Layers can have any number of attributes for annotation purposes, and corpus authors can define additional layers to model further embedding or dependency relations. This means that the smallest layer (i) may contain not just raw tokens, but also lemmas, POS tags, dependency grammar functions, morphological information, as well as arbitrary, user-defined features or metadata.
The diagram in the figure below shows the structure of a corpus created from the Open Subtitles corpus, which currently contains approximately ten billion words. Layer (i) represents individual tokens, each of which has a form, lemma and part-of-speech tag. Groups of these tokens comprise sentences (layer ii) which are themselves contained in movies (layer iii); a parallel layer models the dependency relations between tokens, allowing complex lexicogrammatical queries.

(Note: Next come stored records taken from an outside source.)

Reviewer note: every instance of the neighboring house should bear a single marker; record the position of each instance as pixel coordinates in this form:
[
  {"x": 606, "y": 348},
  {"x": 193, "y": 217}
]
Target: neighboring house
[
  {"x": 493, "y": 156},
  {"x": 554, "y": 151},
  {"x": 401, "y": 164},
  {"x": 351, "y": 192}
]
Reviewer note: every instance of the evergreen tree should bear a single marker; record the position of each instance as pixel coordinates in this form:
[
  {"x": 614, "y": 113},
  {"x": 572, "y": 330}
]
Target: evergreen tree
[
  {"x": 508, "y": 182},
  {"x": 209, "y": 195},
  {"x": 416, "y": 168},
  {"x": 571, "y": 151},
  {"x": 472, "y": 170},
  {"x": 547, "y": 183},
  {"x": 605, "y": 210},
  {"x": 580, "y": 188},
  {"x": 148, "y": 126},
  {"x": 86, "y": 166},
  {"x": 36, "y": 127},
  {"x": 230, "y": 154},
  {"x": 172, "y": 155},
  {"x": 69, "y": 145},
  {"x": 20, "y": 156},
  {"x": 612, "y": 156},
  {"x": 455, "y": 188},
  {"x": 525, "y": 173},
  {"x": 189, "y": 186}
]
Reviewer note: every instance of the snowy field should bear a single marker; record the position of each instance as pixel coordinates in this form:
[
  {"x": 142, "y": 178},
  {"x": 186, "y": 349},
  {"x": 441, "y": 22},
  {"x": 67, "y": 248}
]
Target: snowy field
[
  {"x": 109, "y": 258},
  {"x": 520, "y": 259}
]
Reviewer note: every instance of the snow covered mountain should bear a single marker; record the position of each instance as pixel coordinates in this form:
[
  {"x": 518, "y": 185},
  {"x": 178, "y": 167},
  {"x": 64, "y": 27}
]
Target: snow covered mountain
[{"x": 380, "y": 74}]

A simple command-line interface allows users to submit corpora to LCP as standard CSV tables along with JSON metadata (for private or public use). This data is converted and stored in a high-performance PostgreSQL database, making it possible to quickly query and obtain example sentences and statistical results from corpora containing billions of words.
Data Model
A key goal of LCP is to allow storage of very diverse corpora (simple and richly annotated; text-based and audiovisual; hundreds to billions of words) within a common structure, and to provide interfaces that allow querying these corpora for linguistic information via both web-browser and API. To that end, LCP models all corpora in a similar way. All data and annotations stored according to this data model are linearized and unambiguously positioned along at least one of three dimensions.
Dimensions
Annotations and data must be aligned along at least one of three dimensions:
- Text: traditional text corpora, comprised of (generally large amounts) of text data and annotations;
- Time: audio/video corpora, where words are positioned along a timeline;
- Space: multimodal corpora, where text is positioned on spatial coordinates, such as a position on a page.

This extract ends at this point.